Minneapolis firefighters returned Tuesday to the burned-out remains of a Lake Street liquor store to search for a body after witnesses reported that a man didn’t make it out when the building was torched during last week’s riots in the wake of George Floyd’s death.
Crews inspected the twisted heap of metal at the intersection of Minnehaha Avenue and E. Lake Street once more, but their efforts were short-lived.
“Due to the condition of the building, a thorough search is no longer possible,” said Assistant Fire Chief for Operations Bryan Tyner.
Before curfew Saturday, bystanders assessing the wreckage outside the 3rd Precinct in south Minneapolis stopped to watch two good Samaritans thrashing through the rubble of Minnehaha Liquors, searching for the body of a man they believe is buried in debris.
Onlookers heard the art deco building collapse just before midnight Thursday, after being ravaged by flames. Several bystanders yelled that someone hadn’t it made out in time.
Brandon Wolfe quickly grabbed an ax and bashed it against the shop’s frame trying to reach the person, but was pushed back by flames. Whomever was trapped would not make it out alive.
Wolfe returned Saturday and, along with a stranger, continued to search, sifting through mangled iron and aluminum that had collapsed to the basement level.
Minneapolis police and firefighters scoured the rubble Friday night after receiving a report about the man trapped inside. But a name for the man was never provided and first responders found no trace of him, authorities said.
Tyner was not aware that citizens kept that search alive until contacted by a Star Tribune reporter.
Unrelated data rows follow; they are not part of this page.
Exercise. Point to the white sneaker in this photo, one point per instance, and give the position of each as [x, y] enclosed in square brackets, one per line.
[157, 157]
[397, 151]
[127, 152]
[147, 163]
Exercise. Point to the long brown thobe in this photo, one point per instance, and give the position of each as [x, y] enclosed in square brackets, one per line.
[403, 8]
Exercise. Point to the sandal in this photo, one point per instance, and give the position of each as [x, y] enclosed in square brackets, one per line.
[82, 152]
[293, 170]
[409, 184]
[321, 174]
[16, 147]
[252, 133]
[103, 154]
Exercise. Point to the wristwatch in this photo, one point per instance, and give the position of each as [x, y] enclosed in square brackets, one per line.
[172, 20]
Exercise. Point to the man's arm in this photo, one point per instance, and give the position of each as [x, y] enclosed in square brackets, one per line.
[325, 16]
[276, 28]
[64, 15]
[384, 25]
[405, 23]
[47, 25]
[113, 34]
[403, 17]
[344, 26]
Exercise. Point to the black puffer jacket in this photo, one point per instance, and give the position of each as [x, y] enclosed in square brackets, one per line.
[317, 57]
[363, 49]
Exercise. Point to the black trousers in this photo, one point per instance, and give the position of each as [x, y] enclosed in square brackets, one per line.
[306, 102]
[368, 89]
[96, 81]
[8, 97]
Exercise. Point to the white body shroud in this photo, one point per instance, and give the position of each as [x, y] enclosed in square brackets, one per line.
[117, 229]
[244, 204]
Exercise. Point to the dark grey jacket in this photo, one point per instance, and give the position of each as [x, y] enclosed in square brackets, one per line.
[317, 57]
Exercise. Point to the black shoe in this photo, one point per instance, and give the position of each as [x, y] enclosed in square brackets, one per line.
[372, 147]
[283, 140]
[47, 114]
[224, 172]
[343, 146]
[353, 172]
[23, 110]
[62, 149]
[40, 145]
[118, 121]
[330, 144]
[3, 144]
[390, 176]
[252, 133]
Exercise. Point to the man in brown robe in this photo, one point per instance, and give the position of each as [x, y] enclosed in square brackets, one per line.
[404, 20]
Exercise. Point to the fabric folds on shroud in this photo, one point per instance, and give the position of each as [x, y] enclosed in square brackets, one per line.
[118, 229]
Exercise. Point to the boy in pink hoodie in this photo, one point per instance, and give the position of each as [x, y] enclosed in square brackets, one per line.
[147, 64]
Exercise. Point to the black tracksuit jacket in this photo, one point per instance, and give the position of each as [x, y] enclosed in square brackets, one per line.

He cautioned against anymore do-gooders climbing down into the debris.
“I’d rather have them call us so we can assume the risk. It’s dangerous,” Tyner said, adding that many of the buildings destroyed during last week’s riots have become unstable.
Over the weekend, disaster tourists leaned past the liquor store’s skeletal remains, still slung with caution tape, to watch the men sift through concrete blocks, charred beer cans and metal signage.
Ray “Spider-Man” Evans, an amateur MMA fighter from Lincoln, Neb., came to town in solidarity with those protesting George Floyd’s death. But he jumped in the pile to help, where a small fire still flickered and spat smoke.
From the sidewalk above, a growing group of supporters offered praise and tossed them water bottles as they worked, then cleaned and wrapped a cut on Wolfe’s wrist when he emerged from the rubble. No body was ever found.
Ramiro Aguilar, a former Minnehaha Liquors employee whose brother still works there, lingered nearby to assess the damage of the store where he worked for 17 years.
“It’s so sad to see it this way,” said Aguilar, of south Minneapolis. The neighborhood joint handed out lollipops to children, including his own when they were young. “There’s a lot of good memories there.”